Tapeba comentou ainda sobre a cooperação dos Ministérios da Saúde e dos Povos Indígenas, que irão continuar focando na exoneração de coordenadores regionais de postos de saúde indígenas. Na 2ª feira (23.jan), 11 responsáveis foram demitidos, incluindo Márcio Sidney Sousa Cavalcante, coordenador da região leste de Roraima.

"Vamos analisar as indicações que chegaram aqui para o distrito. Mas o que eu posso dizer é que sozinho o próximo coordenador não conseguirá fazer a intervenção que nós queremos", disse o secretário. Ele ressaltou a importância de retirar os mais de 20 mil garimpeiros do território Yanomami, uma vez que as ações colocam em risco a segurança dos indígenas.

A situação de crise humanitária vivida pela população indígena Yanomami foi revelada no último fim de semana, durante visita do presidente Luiz Inácio Lula da Silva (PT) a Roraima. O governo estima que mais de 500 crianças morreram por fome, desnutrição e contaminação pelo mercúrio, deixado devido ao garimpo, em 2022. 

Em meio ao cenário, mais de 19 mil profissionais de saúde se cadastraram no banco de voluntários do Sistema Único de Saúde (SUS) para prestar atendimento na região. O caso também resultou na abertura de um inquérito na Polícia Federal, que irá apurar eventual cometimento de crime de genocídio, delitos ambientais e omissão de socorro aos yanomamis nos últimos anos. 

Em nota, o Conselho indígena de Roraima (CIR) disse que enviou, nos últimos anos, inúmeros ofícios e denúncias para órgãos públicos devido à situação no local, mas que todos foram ignorados.
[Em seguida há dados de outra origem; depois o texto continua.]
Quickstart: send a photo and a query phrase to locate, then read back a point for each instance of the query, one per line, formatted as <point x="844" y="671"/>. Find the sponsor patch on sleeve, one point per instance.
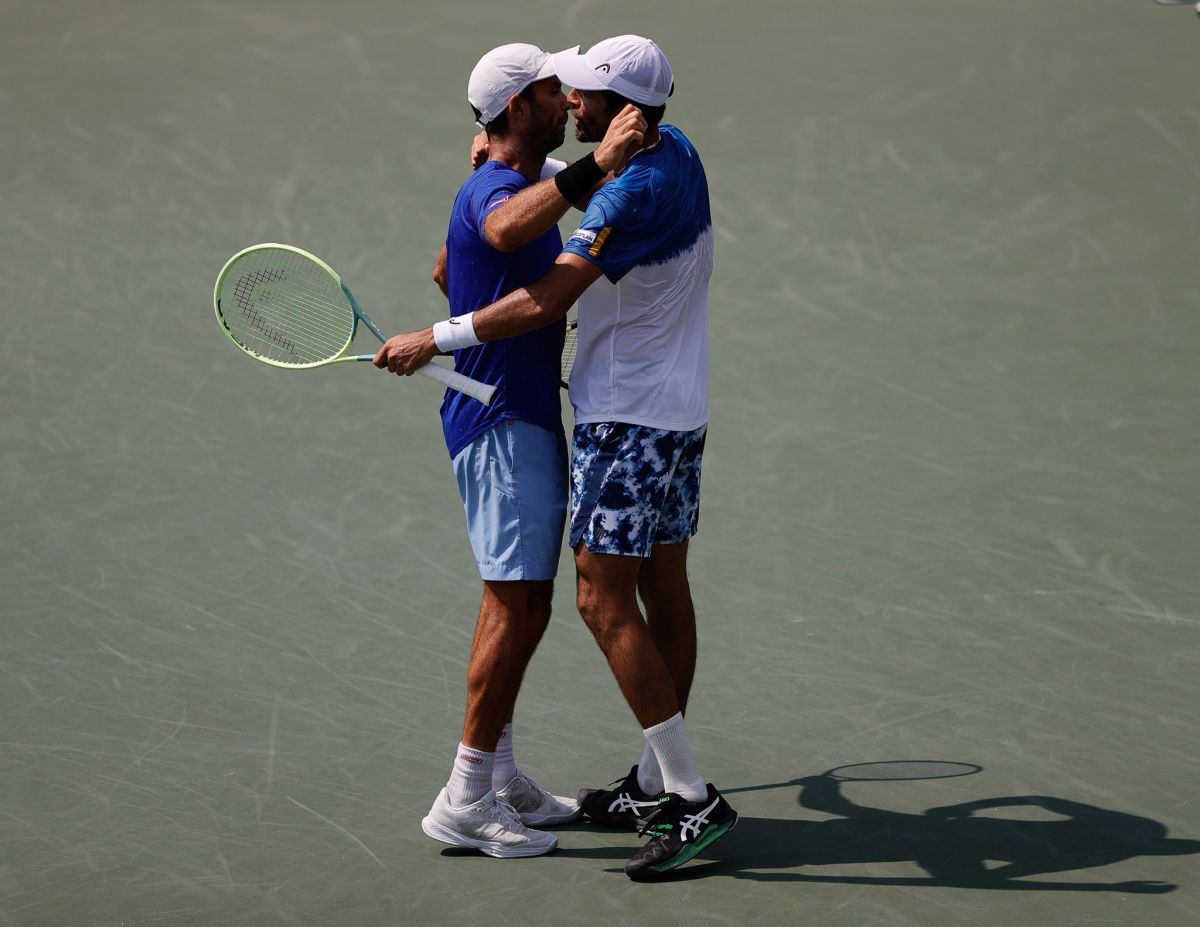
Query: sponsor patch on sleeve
<point x="594" y="240"/>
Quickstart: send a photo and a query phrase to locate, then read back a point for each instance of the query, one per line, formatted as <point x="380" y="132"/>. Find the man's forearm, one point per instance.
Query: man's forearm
<point x="526" y="216"/>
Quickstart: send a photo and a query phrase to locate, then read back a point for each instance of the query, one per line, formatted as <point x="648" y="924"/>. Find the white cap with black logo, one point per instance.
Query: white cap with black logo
<point x="629" y="65"/>
<point x="503" y="73"/>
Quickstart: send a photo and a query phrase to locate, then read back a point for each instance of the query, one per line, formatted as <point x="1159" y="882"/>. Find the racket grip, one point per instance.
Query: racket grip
<point x="473" y="388"/>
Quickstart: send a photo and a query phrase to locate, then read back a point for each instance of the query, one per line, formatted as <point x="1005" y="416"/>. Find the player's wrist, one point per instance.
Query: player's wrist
<point x="553" y="167"/>
<point x="576" y="181"/>
<point x="451" y="334"/>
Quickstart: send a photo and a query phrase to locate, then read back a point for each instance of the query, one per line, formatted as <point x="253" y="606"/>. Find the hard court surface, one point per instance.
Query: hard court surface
<point x="951" y="495"/>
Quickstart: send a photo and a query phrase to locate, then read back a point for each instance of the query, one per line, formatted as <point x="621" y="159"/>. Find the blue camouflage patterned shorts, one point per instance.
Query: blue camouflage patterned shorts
<point x="634" y="486"/>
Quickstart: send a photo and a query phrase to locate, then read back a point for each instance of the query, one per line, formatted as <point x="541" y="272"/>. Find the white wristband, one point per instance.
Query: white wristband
<point x="551" y="167"/>
<point x="451" y="334"/>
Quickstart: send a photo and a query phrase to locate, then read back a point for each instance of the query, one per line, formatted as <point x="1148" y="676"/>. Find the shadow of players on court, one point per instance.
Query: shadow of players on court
<point x="954" y="845"/>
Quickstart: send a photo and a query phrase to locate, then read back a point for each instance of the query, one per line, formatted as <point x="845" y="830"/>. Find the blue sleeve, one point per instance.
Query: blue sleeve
<point x="615" y="233"/>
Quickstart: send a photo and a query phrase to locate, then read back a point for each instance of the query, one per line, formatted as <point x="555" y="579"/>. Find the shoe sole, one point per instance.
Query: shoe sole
<point x="497" y="850"/>
<point x="685" y="855"/>
<point x="534" y="820"/>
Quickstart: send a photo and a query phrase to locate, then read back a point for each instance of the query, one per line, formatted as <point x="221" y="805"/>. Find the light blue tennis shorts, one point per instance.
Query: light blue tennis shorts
<point x="513" y="482"/>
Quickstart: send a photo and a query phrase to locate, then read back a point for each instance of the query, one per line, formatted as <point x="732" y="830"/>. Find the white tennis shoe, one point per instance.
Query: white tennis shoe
<point x="537" y="806"/>
<point x="491" y="825"/>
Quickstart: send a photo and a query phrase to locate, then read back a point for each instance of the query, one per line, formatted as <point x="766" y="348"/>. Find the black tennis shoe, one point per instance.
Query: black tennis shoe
<point x="627" y="806"/>
<point x="678" y="831"/>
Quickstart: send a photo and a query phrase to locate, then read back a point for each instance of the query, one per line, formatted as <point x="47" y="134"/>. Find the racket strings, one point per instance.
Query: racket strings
<point x="570" y="347"/>
<point x="289" y="310"/>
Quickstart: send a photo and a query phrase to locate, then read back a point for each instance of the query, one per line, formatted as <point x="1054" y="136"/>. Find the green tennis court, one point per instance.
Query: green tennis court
<point x="951" y="495"/>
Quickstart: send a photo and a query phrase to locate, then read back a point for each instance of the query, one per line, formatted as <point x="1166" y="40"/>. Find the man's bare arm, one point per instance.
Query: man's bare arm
<point x="537" y="209"/>
<point x="520" y="311"/>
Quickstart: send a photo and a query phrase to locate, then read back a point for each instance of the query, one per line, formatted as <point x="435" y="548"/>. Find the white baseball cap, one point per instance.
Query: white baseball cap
<point x="630" y="65"/>
<point x="503" y="73"/>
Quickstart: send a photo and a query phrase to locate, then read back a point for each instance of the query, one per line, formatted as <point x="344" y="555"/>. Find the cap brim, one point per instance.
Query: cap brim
<point x="574" y="70"/>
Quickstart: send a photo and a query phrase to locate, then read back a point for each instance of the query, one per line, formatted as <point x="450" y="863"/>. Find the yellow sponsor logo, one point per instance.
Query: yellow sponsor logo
<point x="601" y="239"/>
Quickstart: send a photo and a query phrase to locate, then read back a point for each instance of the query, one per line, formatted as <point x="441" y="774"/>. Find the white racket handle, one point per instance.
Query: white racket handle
<point x="473" y="388"/>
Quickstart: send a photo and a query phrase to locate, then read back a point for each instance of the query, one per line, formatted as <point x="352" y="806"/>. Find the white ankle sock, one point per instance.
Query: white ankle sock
<point x="471" y="778"/>
<point x="505" y="767"/>
<point x="649" y="773"/>
<point x="681" y="775"/>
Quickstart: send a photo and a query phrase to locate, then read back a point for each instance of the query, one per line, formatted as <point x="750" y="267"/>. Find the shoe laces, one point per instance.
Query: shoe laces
<point x="657" y="827"/>
<point x="504" y="813"/>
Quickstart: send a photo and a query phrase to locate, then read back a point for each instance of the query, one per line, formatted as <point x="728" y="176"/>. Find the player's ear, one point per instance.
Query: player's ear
<point x="517" y="108"/>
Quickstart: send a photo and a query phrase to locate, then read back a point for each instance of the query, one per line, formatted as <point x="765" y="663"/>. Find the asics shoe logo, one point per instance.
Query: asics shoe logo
<point x="693" y="823"/>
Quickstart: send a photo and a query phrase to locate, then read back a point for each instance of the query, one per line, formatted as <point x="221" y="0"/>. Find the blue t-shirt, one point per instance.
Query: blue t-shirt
<point x="525" y="369"/>
<point x="654" y="211"/>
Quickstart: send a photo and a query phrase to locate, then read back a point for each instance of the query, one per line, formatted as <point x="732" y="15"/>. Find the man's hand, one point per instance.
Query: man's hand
<point x="624" y="137"/>
<point x="403" y="354"/>
<point x="479" y="150"/>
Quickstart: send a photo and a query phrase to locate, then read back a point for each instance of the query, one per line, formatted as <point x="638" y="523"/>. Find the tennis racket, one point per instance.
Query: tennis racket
<point x="570" y="345"/>
<point x="289" y="309"/>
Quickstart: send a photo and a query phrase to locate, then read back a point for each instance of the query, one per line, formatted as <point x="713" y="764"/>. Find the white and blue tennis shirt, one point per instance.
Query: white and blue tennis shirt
<point x="643" y="329"/>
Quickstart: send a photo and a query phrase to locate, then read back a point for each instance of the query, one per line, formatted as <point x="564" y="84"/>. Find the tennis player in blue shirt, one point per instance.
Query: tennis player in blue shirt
<point x="639" y="265"/>
<point x="510" y="456"/>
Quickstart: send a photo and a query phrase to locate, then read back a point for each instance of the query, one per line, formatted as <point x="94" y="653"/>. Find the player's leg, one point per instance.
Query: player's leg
<point x="513" y="485"/>
<point x="607" y="603"/>
<point x="670" y="614"/>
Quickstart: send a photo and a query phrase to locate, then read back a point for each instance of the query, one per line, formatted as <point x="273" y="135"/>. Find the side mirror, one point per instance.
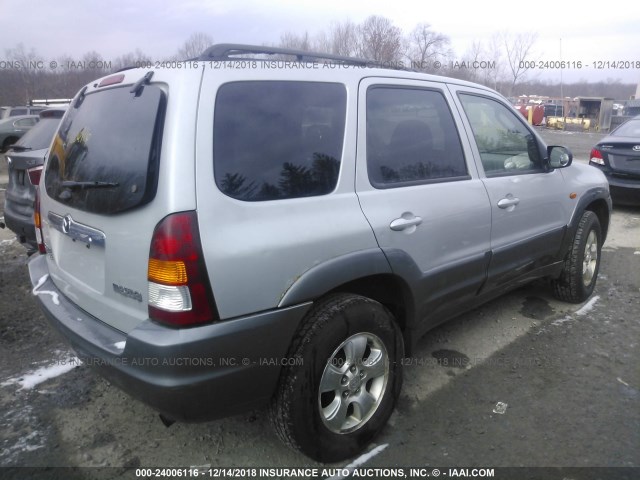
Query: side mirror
<point x="559" y="157"/>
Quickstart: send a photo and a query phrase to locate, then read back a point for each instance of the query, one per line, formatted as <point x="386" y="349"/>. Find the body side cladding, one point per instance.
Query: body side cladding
<point x="326" y="276"/>
<point x="597" y="200"/>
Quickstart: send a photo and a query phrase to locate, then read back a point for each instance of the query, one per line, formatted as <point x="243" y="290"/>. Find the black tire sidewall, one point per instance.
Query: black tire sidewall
<point x="356" y="315"/>
<point x="584" y="230"/>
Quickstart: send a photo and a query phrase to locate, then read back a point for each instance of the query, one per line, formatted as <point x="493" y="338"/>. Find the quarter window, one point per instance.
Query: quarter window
<point x="277" y="140"/>
<point x="505" y="144"/>
<point x="411" y="138"/>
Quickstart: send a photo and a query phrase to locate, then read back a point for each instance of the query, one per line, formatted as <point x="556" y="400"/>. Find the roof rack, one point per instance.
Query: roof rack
<point x="227" y="51"/>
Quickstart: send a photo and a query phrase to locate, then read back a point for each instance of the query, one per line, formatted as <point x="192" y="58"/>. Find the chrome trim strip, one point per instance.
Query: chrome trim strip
<point x="77" y="231"/>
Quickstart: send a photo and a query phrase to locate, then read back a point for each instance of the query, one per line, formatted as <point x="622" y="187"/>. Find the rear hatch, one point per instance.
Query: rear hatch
<point x="624" y="157"/>
<point x="99" y="199"/>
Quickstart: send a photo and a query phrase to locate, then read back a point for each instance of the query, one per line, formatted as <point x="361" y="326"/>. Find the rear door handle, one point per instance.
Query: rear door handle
<point x="408" y="220"/>
<point x="508" y="202"/>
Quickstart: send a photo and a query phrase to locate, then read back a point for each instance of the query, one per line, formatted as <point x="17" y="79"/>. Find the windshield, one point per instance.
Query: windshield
<point x="104" y="158"/>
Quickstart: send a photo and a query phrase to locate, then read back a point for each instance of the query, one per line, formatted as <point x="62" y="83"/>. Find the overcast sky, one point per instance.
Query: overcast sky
<point x="115" y="27"/>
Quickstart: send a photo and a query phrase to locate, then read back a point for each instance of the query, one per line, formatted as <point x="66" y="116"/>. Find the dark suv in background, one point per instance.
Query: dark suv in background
<point x="25" y="159"/>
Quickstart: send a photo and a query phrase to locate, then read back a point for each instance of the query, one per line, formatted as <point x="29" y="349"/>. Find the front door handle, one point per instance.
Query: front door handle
<point x="407" y="221"/>
<point x="508" y="202"/>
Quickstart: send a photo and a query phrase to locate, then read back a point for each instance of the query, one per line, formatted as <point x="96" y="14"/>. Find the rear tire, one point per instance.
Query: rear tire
<point x="345" y="380"/>
<point x="582" y="262"/>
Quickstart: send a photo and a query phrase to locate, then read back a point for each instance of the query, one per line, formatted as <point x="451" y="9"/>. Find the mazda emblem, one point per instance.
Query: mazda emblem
<point x="66" y="223"/>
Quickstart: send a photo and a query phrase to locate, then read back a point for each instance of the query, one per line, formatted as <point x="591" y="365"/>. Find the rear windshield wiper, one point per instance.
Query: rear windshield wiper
<point x="72" y="184"/>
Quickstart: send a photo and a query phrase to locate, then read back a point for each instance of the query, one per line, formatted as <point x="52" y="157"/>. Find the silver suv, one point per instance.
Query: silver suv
<point x="245" y="231"/>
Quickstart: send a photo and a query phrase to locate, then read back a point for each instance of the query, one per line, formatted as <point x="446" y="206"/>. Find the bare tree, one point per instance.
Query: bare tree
<point x="424" y="45"/>
<point x="295" y="41"/>
<point x="519" y="49"/>
<point x="379" y="40"/>
<point x="26" y="76"/>
<point x="194" y="46"/>
<point x="131" y="59"/>
<point x="343" y="39"/>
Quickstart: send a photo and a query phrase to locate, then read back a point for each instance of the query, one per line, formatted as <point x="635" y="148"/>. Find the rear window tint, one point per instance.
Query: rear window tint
<point x="104" y="158"/>
<point x="277" y="140"/>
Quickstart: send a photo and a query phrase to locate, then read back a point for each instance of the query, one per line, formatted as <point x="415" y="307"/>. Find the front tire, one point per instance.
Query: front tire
<point x="345" y="380"/>
<point x="582" y="262"/>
+ Crise dos yanomamis é resultado de omissão do Estado brasileiro, diz MPF

"Já não sabemos mais quantas crianças foram mortas, quantas mulheres foram vítimas de violência. Porque todos os dias recebemos notícias de que crianças morreram. Por isso requeremos investigação com profundidade: o Governo Bolsonaro praticou crime de genocídio contra os povos indígenas Yanomami", afirmou.